In dieser Session beschäftigten sich Achim (Community Manager bei Mercedes-Benz) und Tanja (selbstständige Community-Beraterin) mit der Frage, wie Communities dabei helfen können, unbekanntes Unwissen zu erkunden. Basierend auf dem Konferenz-Leitmotiv "Mind the Gap" entwickelten sie gemeinsam mit den Teilnehmenden Prinzipien und Methoden, um Wissenslücken aufzudecken, die man nicht einmal als solche erkennt. Die Session kombinierte theoretische Impulse mit praktischen Übungen und mündete in einer lebhaften Diskussion über die Rolle von Vertrauen, Konflikt und psychologischer Sicherheit beim gemeinsamen Lernen.
Einführung und Kontext
- Vorstellung der Referenten und Einordnung in das Konferenz-Thema
- Erläuterung des Rumsfeld-Quadranten von Wissen und Unwissen
- Verbindung zwischen systemischem Coaching und Community Management
Theoretischer Impuls: Prinzipien zur Erkundung von Wissenslücken
- Sechs grundlegende Prinzipien mit konkreten Methoden
- Übertragung auf Community-Kontexte
Praktischer Teil
- Stilles Brainstorming am Conceptboard
- Gemeinsame Reflexion und Diskussion
- Erfahrungsaustausch der Teilnehmenden
Synthese und Erkenntnisse
- Zusammenführung der Erkenntnisse
- Handlungsempfehlungen für die Praxis
Kernaussagen
Das Rumsfeld-Quadrat als Ausgangspunkt
Die Session basierte auf dem bekannten Wissensmodell von Donald Rumsfeld: "Es gibt Wissen, dass wir wissen, dass wir es wissen, wissen, dass wir, oder Unwissen, dass wir wissen, dass wir es wissen." Besonders relevant wird dabei das unbekannte Unwissen - "Unwissen, wo wir gar nicht wissen, dass es eigentlich auf unserer Agenda stehen müsste."

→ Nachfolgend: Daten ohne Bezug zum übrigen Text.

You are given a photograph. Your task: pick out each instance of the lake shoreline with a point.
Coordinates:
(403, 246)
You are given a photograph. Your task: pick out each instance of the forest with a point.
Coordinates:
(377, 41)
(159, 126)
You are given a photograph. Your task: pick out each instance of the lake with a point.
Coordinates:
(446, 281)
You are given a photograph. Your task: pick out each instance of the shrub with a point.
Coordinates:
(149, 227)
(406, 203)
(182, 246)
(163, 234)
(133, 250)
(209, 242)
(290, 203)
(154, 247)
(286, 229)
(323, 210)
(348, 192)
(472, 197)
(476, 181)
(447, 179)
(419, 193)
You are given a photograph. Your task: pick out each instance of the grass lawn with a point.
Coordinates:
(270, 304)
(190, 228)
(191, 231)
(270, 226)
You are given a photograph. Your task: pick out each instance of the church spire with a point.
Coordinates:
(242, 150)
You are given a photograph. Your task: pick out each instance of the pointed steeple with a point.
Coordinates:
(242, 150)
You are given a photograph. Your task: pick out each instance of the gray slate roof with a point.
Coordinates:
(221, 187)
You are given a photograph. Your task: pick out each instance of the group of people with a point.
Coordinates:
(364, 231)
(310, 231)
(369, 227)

Sechs Prinzipien zur Erkundung unbekannten Unwissens
Stell dir vor, es ist gescheitert
"Stell dir vor, es ist gescheitert. Also dein Vorhaben ist gescheitert." Diese Prä-Mortem-Analyse hilft dabei, "verborgene Risiken, Denkfehler an den Tag zu bringen." Die Methode eignet sich besonders "für unbekannte Projekte" und ermöglicht es Teams, sich gemeinsam Szenarien zu überlegen, "was hätte da alles schief gehen können."
Lade Widerspruch ein
Das Prinzip des "Red Teaming" bedeutet, bewusst kritische Perspektiven einzuladen. "Ein Team bekommt wirklich die Rolle, alles zu hinterfragen und wirklich in alle Schwachstellen reinzufragen." Auch wenn dies "nicht immer unbedingt angenehm" ist, braucht man genau das: "Wenn man nicht weiß, was man nicht weiß, muss man es ja irgendwie erkunden."

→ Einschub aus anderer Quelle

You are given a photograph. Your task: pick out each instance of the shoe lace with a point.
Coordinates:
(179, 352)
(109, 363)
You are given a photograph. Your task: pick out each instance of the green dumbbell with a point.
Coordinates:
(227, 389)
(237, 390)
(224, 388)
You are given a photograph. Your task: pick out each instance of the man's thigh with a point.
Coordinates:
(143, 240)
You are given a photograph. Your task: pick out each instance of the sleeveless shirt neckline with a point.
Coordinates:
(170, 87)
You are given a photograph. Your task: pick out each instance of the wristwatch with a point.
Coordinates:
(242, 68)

Lerne durch Perspektivwechsel
Methoden wie Reverse Mentoring oder Job Shadowing ermöglichen es, "das Ding mal ganz anders zu sehen." In Communities wird dies besonders durch Serendipity möglich: "In Netzwerken treffe ich Leute. Ja, es ist ein bisschen willkürlich, aber plötzlich entdecke ich da Gemeinsamkeiten oder es entsteht eine Chance daraus."

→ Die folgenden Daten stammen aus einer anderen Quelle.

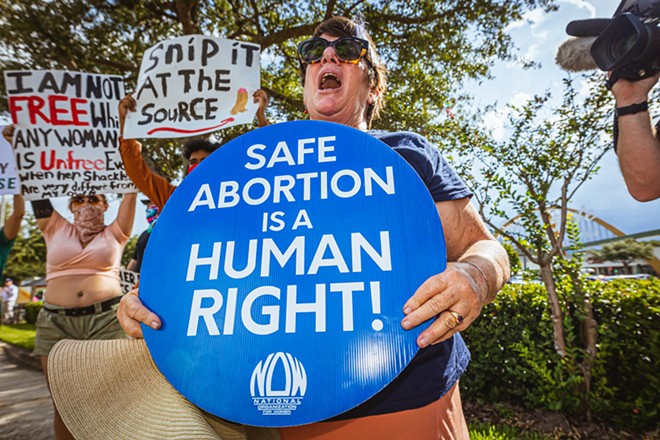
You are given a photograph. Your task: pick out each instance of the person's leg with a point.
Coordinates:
(61, 432)
(440, 420)
(51, 328)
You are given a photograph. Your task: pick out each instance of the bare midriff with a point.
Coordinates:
(81, 290)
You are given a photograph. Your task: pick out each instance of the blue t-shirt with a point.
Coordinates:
(5, 248)
(436, 368)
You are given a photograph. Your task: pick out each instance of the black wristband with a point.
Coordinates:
(632, 108)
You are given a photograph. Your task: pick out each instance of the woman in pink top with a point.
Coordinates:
(83, 290)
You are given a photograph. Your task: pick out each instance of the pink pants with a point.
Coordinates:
(441, 420)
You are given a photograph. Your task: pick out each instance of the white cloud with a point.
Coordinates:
(581, 4)
(494, 122)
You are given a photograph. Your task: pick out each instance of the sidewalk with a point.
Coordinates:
(26, 411)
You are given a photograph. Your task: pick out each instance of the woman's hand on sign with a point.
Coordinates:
(126, 104)
(261, 97)
(132, 312)
(8, 134)
(454, 297)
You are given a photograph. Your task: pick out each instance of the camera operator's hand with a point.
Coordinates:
(631, 92)
(638, 146)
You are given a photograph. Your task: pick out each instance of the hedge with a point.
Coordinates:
(513, 359)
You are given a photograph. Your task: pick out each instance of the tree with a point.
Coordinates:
(551, 151)
(551, 154)
(427, 46)
(28, 256)
(514, 258)
(624, 251)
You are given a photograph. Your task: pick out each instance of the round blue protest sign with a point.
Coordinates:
(280, 267)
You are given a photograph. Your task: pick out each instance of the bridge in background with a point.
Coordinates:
(597, 232)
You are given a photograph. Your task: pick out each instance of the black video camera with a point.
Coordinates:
(629, 43)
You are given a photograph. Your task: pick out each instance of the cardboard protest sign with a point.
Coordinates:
(66, 138)
(9, 183)
(128, 280)
(280, 267)
(194, 85)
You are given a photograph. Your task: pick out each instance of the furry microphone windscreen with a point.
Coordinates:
(574, 55)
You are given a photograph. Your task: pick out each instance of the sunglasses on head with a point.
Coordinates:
(88, 199)
(348, 49)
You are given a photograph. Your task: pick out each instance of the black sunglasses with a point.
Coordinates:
(348, 49)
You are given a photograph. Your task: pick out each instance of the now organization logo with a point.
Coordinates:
(278, 384)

Frage das, was nie gefragt wird
"Arbeite mit absurden, hypothetischen oder kindlichen Fragen." Beispiele sind Fragen wie "was könnte ich fragen, was in diesem Unternehmen nie angesprochen werden darf?" oder völlig kontextfremde Fragen: "Stell dir vor, du wärst ein Dinosaurier, stell dir vor, du wärst ein Einhorn."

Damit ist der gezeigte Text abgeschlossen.